Если бы Вадим Валерианович показал нам все это в начале 80-х годов! Но тогда и он, думаю, не знал, что это понадобится. Все мы не заметили, как нашим сознанием овладели идолы, а разгоны и солженицыны подменили наши гири.

Сегодня наше положение было бы гораздо тяжелее, если бы фальсификаторы гирь и весов орудовали в отсутствие В. В. Кожинова. На многих он действовал, как охлаждающий стержень на выходящий за рамки реактор. В. В. Кожинов целых пятнадцать лет служил “полицией нравов” для большой части нашей литературной элиты. При нем было стыдно переходить предел допустимой подлости. Все равно, конечно, этот предел у наших гуманитарных интеллектуалов оказался весьма растяжимым, но все же в “беспредел” под молчаливым взглядом такого “полицейского” пустилось гораздо меньше, чем могло бы. На той кухне, где инженеры человеческих душ готовили варево перестройки, В. В. Кожинов умел расставлять сигнализаторы не только разума, но и совести.
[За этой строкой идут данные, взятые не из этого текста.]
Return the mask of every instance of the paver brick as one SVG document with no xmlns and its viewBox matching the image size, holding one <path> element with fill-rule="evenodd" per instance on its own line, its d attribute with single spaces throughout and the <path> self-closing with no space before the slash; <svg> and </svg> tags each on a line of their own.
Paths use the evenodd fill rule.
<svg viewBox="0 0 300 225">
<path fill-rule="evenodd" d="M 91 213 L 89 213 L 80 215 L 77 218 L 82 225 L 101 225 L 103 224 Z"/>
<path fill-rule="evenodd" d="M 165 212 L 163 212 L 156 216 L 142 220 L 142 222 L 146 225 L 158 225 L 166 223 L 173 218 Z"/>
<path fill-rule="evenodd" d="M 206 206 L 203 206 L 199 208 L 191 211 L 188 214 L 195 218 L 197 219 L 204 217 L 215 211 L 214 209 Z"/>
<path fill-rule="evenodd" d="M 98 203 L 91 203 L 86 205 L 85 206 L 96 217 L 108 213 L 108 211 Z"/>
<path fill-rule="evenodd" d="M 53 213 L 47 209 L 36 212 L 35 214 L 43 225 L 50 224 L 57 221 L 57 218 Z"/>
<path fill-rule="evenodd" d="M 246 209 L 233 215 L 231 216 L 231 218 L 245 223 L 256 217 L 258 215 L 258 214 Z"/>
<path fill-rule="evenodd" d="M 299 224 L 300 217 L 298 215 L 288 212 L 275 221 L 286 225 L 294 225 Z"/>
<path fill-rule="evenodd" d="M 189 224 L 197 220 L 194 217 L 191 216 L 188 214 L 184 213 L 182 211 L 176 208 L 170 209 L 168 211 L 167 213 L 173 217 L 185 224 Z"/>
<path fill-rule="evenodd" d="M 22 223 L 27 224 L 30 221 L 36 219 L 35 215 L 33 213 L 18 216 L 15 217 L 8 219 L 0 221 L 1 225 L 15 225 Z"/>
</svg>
Кто знает, скольких остановили или придержали их звоночки.

В полной мере освоить созданные В. В. Кожиновым заделы и навыки сможет, конечно, молодежь. Мое поколение слишком потрясено. Как ни странно покажется, но В. В. Кожинову сохранять научную беспристрастность и спокойствие, при всем его темпераменте, позволяла глубокая вера — опора, почти никому из людей научного склада не доступная. Он верил, что Россия не может погибнуть, и потому не торопился, искал совершенства в своих опытах. Он мыслил столетиями. А к поражениям и утратам нынешнего времени относился с той “отрешенностью”, без которой нет науки. Он понял важный урок, который изложил в истории о черносотенцах: именно осознав неизбежность своего поражения, мыслители-консерваторы отрешились от конъюнктурного интереса и смогли увидеть фундаментальные вещи.

Урок этот имеет общий смысл. Конечно, надо бороться за каждый рубеж, за каждую пядь земли, надо изматывать противника и в отступлении. Но кто-то должен строить следующий рубеж — на котором враг будет остановлен и с которого начнется наступление и избавление. Важнейшие камни в основание этого рубежа заложил В. В. Кожинов. Туда подтянулись молодые, работа идет. Должны успеть.

И вот тогда-то, когда будет пройдена критическая точка и появятся время и силы для подлинного осмысления, В. В. Кожинова вспомнят с полной мерой благодарности.

Евгений Потупов

Он нес в своем сердце победы и беды России

Мы встретились с Вадимом Кожиновым в сентябре 2000 года на Московской книжной ярмарке в огромном многошумном павильоне, похожем на гигантский улей.

Два дня я провел в вавилонской толчее Всероссийского выставочного центра, познакомившись с дюжиной интересных людей.

Но так, видимо, угодно было судьбе, чтобы самым первым из тех, кого я увидел, оказавшись в гудящем многолюдье, был Вадим Валерианович Кожинов. Довольно высокий, не утративший с годами стройности, даже элегантности, он, как мне показалось, несколько меланхолично разглядывал “книжный пасьянс” на стендах неподалеку от входа, когда я подошел к нему и, поприветствовав, напомнил о нашей встрече в Брянске.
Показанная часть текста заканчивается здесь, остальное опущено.